Há ainda a hipótese de falha em algum sistema nacional, como o Códex, do Conselho Nacional de Justiça (CNJ), alimentado por tribunais de todo o país. Até o momento, porém, não há confirmação.
A Defensoria afirma que agir caso a caso não resolve o problema:
“É um universo infinito. Sem identificar a fonte do vazamento, o problema continua”, disse Gabriele.
3. O impacto real na vida dos adolescentes
O vazamento tem provocado consequências diretas e severas na vida dos jovens expostos.
Entre os casos já identificados:
- uma adolescente foi demitida após o empregador encontrar seu processo na internet;
- um estudante abandonou a escola depois de ser reconhecido;
- vários relataram constrangimentos e estigmatização.
O g1 conversou com o pai de um adolescente inocentado pela Justiça, mas que teve o nome parar nos sites jurídicos.
“Se digitava o nome dele, aparecia o processo”, contou.
“No prédio, o segurança avisava no rádio: ‘menino chegou, toma cuidado’, como se ele fosse um ladrão.”
O jovem passou a apresentar sintomas de depressão e hoje estuda em regime domiciliar.

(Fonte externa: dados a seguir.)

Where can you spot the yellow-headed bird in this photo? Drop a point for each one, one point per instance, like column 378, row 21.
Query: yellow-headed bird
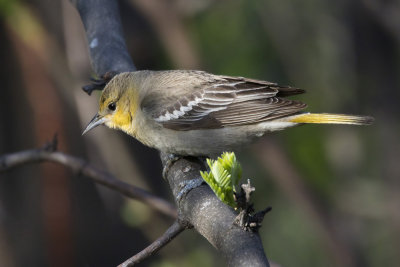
column 197, row 113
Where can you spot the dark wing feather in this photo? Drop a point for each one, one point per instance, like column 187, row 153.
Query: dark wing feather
column 233, row 101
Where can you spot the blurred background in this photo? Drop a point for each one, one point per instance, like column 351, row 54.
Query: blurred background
column 334, row 189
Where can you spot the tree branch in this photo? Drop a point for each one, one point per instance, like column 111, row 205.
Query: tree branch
column 80, row 166
column 199, row 207
column 104, row 34
column 172, row 232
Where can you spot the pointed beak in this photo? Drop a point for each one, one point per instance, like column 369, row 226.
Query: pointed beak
column 96, row 121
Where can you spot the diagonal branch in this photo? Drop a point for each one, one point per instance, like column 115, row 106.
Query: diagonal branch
column 198, row 207
column 173, row 231
column 80, row 166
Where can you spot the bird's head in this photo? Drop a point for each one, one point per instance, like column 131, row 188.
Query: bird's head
column 116, row 106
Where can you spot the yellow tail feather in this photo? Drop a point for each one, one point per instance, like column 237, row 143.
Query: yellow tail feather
column 332, row 119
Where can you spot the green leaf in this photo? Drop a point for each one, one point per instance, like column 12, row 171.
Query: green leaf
column 224, row 175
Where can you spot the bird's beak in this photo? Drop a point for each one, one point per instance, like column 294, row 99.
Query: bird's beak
column 96, row 121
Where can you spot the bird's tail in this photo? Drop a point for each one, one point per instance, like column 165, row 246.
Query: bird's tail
column 331, row 119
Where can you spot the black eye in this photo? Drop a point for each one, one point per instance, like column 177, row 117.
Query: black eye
column 112, row 106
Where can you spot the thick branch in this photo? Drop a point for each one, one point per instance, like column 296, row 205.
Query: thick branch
column 211, row 218
column 103, row 28
column 199, row 207
column 82, row 167
column 163, row 240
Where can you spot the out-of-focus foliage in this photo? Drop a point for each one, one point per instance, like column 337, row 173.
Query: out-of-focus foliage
column 334, row 189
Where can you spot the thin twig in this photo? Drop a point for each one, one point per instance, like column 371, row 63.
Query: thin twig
column 80, row 166
column 173, row 231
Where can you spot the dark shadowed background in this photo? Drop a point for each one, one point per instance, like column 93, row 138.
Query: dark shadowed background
column 335, row 190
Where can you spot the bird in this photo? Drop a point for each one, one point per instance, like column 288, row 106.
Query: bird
column 195, row 113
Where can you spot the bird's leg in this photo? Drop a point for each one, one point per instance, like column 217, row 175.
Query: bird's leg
column 172, row 158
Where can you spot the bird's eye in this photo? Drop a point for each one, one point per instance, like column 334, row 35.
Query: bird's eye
column 112, row 106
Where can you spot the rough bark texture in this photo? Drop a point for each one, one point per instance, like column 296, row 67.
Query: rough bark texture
column 213, row 219
column 199, row 207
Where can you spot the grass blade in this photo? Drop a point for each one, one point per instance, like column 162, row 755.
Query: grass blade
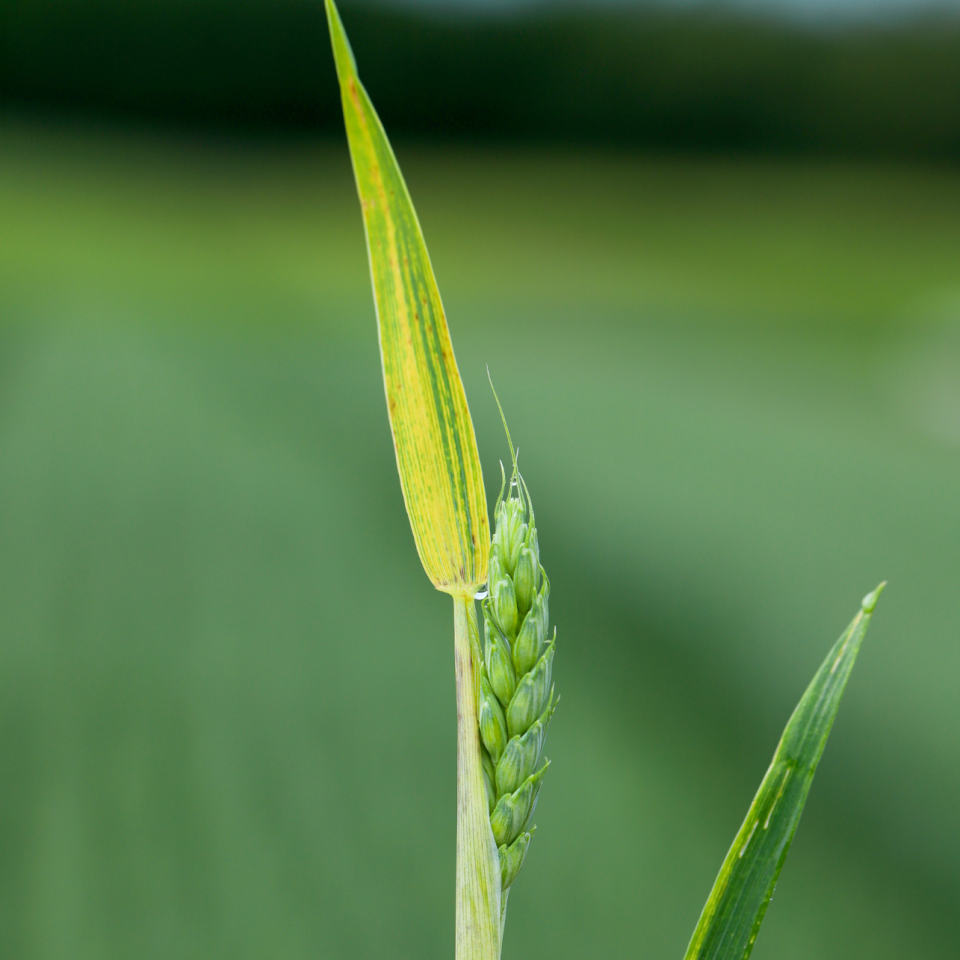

4. O que diz a lei e quais são as penalidades
O ECA determina que é proibida qualquer divulgação — total ou parcial — de informações que identifiquem crianças ou adolescentes envolvidos em atos infracionais.
Isso inclui:
- nome;
- idade;
- detalhes do ato infracional;
- números e dados de processos;
- documentos e imagens que permitam identificação.
A infração pode gerar multa de 3 a 20 salários de referência, dobrada em caso de reincidência.
A Defensoria afirma que também cabe indenização aos jovens prejudicados.
5. O que dizem TJ-SP, CNJ e os sites citados
TJ-SP
O Tribunal de Justiça de São Paulo afirma que não houve falha interna, segundo auditoria da área de TI.
Alega que os dados teriam sido obtidos por “meios externos”, sem relação com seus sistemas, e que não pode retirar conteúdos de sites privados sem ordem judicial.
CNJ
A Corregedoria pediu esclarecimentos ao TJ-SP e disse não ter encontrado indícios de falhas sistêmicas que justificassem medidas mais duras.
O órgão também mencionou ter recebido apenas dois casos — número contestado pela Defensoria.
Escavador
A empresa:
- lamentou a exposição;
- afirmou apenas reproduzir dados já tornados públicos em bases oficiais;
- disse ter removido imediatamente as páginas citadas;
- afirmou ter identificado que os processos estavam classificados como públicos em bases ligadas ao Judiciário;
- colocou-se à disposição para colaborar.
Jusbrasil
O site informou que:
- usa mecanismos automáticos para desidentificar informações pessoais;
- oferece remoção imediata quando solicitado;
- já desidentificou mais de 15 milhões de processos.